Of the 85 to 100 patients who show up at McClellan Street each day, about five wind up admitted to Nott Street.
“It’s not like we’re just saying, OK, we’re cutting this service,” McDonough said. “We’re just moving it. We’re taking all the staff, all the hours, and we’re opening up new beds here.”
But the McClellan Street ER is central to some of the city’s poorest neighborhoods — Central State Street, Eastern Avenue, Vale and Hamilton Hill — where transportation is not always easy to come by. Transportation via ambulance is always an option, but even short ambulance rides come with a high price tag that costs someone — patient, insurer or taxpayer. Many patients arrive by car, taxi, bus or foot. Medicaid will cover the cost of these trips for low-income patients meeting certain criteria.
Ellis officials have been working with the Capital District Transportation Authority and Mohawk Ambulance Service to make sure drivers know to bring patients to Nott Street starting Wednesday.
“We also have a community shuttle that stops in different locations to help patients who need to be transported from one campus to another,” said Ellis spokesman Matthew Van Pelt.
It’s hard to tell just how many visits to McClellan Street are true emergencies; ERs are often used for routine care or chronic conditions that could be handled by primary care offices.
At its peak in 2000, the ER handled more than 38,000 visits. In 2013, a few years after the merger, visits had dropped to about 32,460. Part of the decline is because of a nurse navigator program, which taught patients where to go for non-emergency care.
Ellis officials say a big part of the ER consolidation has included signing people up with primary care doctors. Ellis operates three primary care sites in the Cushing Center building on the McClellan campus, as well as outpatient services like ear, nose and throat; breast surgery; diabetes and asthma education; imaging services; blood draw; CT scans; mammography; MRI; and an operating room for ambulatory surgery.

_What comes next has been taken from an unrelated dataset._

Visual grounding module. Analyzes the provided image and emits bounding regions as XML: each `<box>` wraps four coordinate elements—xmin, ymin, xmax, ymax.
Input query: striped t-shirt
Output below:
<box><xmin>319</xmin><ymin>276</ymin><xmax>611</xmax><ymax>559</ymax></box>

“In any ED, some percentage of patients are what we call un-doctored, and if you have high blood pressure or diabetes or asthma, the ED is not the best care for you,” McDonough said. “Your chronic conditions would be better cared for by a primary care doctor. The people who maybe have a hard time getting over to Nott — maybe they’re walkers to McClellan, maybe they were using us for non-urgent things — they would be the perfect people to transition to primary care.”

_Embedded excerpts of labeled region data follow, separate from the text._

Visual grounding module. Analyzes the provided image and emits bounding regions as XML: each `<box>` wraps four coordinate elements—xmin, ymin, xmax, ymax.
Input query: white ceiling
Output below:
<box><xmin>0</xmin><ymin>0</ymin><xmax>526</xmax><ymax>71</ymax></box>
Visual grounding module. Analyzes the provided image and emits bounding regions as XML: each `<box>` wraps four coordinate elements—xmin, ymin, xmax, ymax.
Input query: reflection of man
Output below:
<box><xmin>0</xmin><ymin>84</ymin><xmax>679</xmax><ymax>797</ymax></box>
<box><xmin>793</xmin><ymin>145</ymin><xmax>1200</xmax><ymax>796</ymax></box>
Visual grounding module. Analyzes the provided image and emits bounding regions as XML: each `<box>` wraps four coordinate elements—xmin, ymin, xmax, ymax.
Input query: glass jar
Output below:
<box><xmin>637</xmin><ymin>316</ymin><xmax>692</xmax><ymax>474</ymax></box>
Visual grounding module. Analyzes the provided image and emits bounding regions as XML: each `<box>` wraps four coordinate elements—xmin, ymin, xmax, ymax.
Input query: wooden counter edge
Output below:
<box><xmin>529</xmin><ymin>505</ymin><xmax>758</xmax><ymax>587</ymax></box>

One alternative for the un-doctored who need non-emergency care is the urgent care center. Ellis Medicine has opened several such centers across the Capital Region, including in Latham and Malta.
Initially, Ellis Medicine planned to transform the old St. Clare’s ER into an urgent care center to handle allergies, flu, pink eye, strep throat and other such minor illnesses. But that plan was abandoned.
“At this time, there aren’t any plans to turn it into urgent care,” Van Pelt said Friday. He couldn’t say what Ellis plans to do with the old ER once it closes.
Spreading the word
For the past month, Ellis has worked with community organizations, including Hometown Health Centers on State Street and the City Mission of Schenectady, to let residents know about the upcoming ER consolidation. The signs outside the McClellan Street campus have been updated to indicate the change, and social workers at the entrance let visitors know about the change and answer questions.
Colleen Liberatore was born at St. Clare’s, and said some in the community are sad to lose the emergency room.
“I think it just feels like losing a part of Schenectady,” she said.
Liberatore is a nurse manager of the Ellis emergency department, and wholeheartedly agrees that a consolidated emergency department will better serve the city.
“We’re just letting people know that this was always the vision of the Berger Commission,” she said. “This is why we’re building the Neil and Jane Golub Center for Emergency Care. We want to accommodate everyone under one roof.”